Die reine Vernunft hat die Eigenschaft, dass sie sich sowohl theoretisch als auch praktisch vollständig von den empirischen Erfahrungen distanzieren kann. Kant spricht dann von der intelligiblen Welt. (z. B. KrV B 475) Reine praktische Vernunft ist das Vermögen, nach Vorstellungen von Gesetzen zu handeln. Der Mensch besitzt damit nicht nur die negative Freiheit von empirischen Einflüssen (Willkürfreiheit), sondern auch die positive Freiheit, sich ein unbedingtes Gesetz zu denken, das die reine praktische Vernunft sich selbst vorschreibt. (Autonomie, GMS IV, 412). Dies ist das Sittengesetz, dessen Handlungsregel Kant als Kategorischen Imperativ formuliert. Es ist das Grundgesetz der reinen praktischen Vernunft.[22] Mit Hilfe der reinen praktischen Urteilskraft kann der Mensch beurteilen, ob eine beabsichtigte Handlung und deren Maxime moralisch gut oder böse ist. Es gibt für Kant keine Handlung, ohne dass der Mensch sich zu seiner Handlungsabsicht, seinem Zweck, eine Maxime gebildet hat (Rel 6. 23–24).[23] Die reine praktische Vernunft gebietet nun, dem sich selbst aus Autonomie gegebenen Gesetz zu folgen und gute Handlungen auszuführen sowie schlechte Handlungen zu unterlassen. Hier bestimmt die Vernunft durch die bloße Form der praktischen Regel den Willen.Anm.[24] Dieses uneingeschränkte Gebot der reinen Vernunft ist aber für den Menschen nicht bindend, da er nicht nur Vernunftwesen, sondern zugleich auch Sinnenwesen ist, das sich entsprechend seinem Vermögen der freien Willkür entscheiden kann, auch anders als moralisch zu handeln. Der Mensch handelt dann nicht autonom, sondern der von äußeren Umständen fremdbestimmte Wille dient nur der vernünftigen Befolgung pathologischer (heteronomer) Gesetze.[25]

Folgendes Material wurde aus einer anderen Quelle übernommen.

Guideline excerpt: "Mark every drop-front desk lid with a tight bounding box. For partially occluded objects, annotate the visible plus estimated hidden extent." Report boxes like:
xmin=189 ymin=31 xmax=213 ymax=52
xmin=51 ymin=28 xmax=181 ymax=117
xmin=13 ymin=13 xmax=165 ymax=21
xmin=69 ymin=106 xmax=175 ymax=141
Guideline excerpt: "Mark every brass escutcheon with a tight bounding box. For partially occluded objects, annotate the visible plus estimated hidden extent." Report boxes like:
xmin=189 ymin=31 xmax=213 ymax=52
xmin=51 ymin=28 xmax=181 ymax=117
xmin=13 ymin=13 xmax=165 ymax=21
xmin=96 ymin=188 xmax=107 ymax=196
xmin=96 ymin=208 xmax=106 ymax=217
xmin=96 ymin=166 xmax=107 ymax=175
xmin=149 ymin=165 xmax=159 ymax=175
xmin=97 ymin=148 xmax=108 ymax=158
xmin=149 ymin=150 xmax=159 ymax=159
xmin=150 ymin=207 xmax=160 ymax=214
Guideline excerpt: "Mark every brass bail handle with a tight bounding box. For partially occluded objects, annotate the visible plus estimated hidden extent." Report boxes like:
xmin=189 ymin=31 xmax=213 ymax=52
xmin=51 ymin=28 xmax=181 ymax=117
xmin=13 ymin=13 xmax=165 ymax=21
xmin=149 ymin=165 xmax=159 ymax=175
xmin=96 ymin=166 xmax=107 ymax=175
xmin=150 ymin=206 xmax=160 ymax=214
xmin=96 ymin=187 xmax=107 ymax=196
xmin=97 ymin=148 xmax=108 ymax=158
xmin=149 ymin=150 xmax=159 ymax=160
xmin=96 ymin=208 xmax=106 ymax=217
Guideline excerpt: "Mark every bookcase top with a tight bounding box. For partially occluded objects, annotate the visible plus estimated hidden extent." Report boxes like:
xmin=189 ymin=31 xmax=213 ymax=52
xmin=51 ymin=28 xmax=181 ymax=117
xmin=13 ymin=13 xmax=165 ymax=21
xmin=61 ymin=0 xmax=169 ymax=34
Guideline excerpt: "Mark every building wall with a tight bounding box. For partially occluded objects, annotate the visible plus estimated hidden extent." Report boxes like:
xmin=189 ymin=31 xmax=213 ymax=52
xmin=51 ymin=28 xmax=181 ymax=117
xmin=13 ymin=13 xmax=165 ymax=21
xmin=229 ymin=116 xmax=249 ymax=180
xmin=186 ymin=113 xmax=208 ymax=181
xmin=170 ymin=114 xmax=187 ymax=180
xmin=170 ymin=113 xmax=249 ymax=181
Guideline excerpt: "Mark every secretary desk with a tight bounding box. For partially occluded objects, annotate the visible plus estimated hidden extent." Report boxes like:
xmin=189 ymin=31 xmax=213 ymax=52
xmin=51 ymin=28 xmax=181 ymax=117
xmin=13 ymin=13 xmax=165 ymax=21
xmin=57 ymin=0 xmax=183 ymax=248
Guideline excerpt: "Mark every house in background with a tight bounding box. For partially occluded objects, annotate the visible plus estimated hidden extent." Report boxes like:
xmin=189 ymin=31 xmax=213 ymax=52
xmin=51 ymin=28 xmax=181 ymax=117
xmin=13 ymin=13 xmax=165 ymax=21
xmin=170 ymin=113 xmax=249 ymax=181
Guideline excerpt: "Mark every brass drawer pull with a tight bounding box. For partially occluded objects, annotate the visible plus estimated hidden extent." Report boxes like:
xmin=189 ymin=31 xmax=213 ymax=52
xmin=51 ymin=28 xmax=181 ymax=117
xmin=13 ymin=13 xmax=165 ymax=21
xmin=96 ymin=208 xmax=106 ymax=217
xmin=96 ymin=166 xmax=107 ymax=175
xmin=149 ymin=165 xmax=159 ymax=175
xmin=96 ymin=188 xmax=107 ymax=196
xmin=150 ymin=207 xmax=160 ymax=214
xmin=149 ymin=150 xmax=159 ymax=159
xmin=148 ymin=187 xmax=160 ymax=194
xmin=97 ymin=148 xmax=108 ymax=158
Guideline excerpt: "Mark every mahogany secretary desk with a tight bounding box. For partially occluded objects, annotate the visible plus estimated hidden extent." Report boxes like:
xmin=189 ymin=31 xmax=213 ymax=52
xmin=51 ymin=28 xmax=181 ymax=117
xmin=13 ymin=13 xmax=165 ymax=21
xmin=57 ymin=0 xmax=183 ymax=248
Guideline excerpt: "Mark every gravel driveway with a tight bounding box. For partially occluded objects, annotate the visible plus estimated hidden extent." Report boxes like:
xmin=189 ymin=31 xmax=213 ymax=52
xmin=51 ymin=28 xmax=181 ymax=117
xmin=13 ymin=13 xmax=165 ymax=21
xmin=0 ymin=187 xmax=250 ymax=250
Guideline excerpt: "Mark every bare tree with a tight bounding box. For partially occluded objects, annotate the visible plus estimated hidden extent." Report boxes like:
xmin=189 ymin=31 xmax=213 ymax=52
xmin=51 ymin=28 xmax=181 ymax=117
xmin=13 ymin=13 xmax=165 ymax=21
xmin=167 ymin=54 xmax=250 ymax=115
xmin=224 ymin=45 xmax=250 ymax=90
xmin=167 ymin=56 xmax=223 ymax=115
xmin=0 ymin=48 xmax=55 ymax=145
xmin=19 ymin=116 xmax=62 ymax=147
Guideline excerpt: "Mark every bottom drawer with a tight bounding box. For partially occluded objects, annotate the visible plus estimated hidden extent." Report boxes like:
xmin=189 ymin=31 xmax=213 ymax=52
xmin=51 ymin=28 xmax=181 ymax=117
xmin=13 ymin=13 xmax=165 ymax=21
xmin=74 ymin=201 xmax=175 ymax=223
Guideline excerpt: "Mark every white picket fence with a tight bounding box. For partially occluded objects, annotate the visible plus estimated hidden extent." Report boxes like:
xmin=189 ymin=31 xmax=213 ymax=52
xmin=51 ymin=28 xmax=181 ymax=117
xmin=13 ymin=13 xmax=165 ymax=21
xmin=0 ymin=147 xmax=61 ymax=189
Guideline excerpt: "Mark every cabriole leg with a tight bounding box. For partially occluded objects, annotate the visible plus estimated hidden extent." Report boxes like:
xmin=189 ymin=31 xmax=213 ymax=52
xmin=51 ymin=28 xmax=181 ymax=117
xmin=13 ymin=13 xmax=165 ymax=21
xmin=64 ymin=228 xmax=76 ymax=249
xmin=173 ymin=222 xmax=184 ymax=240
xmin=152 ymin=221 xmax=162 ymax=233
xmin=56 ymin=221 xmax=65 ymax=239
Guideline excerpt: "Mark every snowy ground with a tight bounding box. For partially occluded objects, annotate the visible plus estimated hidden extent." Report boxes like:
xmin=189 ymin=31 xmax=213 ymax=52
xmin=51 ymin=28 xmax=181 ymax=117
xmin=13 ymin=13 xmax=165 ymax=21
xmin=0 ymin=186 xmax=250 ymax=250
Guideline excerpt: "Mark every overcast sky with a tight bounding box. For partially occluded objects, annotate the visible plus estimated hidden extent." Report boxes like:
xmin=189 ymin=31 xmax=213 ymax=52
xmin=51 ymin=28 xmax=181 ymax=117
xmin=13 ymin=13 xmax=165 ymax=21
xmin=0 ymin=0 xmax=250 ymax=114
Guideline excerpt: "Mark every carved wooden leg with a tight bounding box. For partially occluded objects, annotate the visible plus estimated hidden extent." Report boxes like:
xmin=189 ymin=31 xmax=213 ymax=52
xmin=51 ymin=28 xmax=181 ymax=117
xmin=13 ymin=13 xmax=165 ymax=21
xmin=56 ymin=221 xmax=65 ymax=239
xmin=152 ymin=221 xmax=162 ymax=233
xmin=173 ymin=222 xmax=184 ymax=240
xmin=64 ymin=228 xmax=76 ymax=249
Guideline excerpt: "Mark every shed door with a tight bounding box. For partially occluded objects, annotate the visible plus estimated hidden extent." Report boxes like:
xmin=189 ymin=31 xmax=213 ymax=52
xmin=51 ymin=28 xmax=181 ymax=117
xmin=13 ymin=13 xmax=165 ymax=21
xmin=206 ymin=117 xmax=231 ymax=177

Aus Gründen ergibt sich noch keine Motivation. Hierfür bedarf es einer Triebfeder, worunter der „subjektive Bestimmungsgrund des Willens eines Wesens verstanden wird, dessen Vernunft nicht schon vermöge seiner Natur dem objectiven Gesetz notwendig gemäß ist.“ ([26]) Das Sollen aus der reinen Vernunft heraus ist eine Art von (innerer) Notwendigkeit und eine Verknüpfung mit Gründen. (KrV B 575). Da das Moralgesetz uneingeschränkt gültig ist, stehen aus Gründen alle menschlichen Handlungen unter der Verbindlichkeit des Gesetzes. (MS 214) Damit wird der Kategorische Imperativ zum Gesetz der Pflicht.[27] Ein unmittelbares Motiv, so zu handeln, ergibt sich aber erst aus Einsicht in die Richtigkeit des Sittengesetzes, also aus Achtung für das Gesetz, die ein vernunftgewirktes Gefühl ist. Wer aus Achtung für das Gesetz handelt (moralisch motiviert ist), handelt nicht nur gemäß seiner Pflicht, sondern aus Pflicht[28]. „Das Wesentliche alles sittlichen Werts der Handlungen kommt darauf an, daß das moralische Gesetz den Willen unmittelbar bestimmt.“[29]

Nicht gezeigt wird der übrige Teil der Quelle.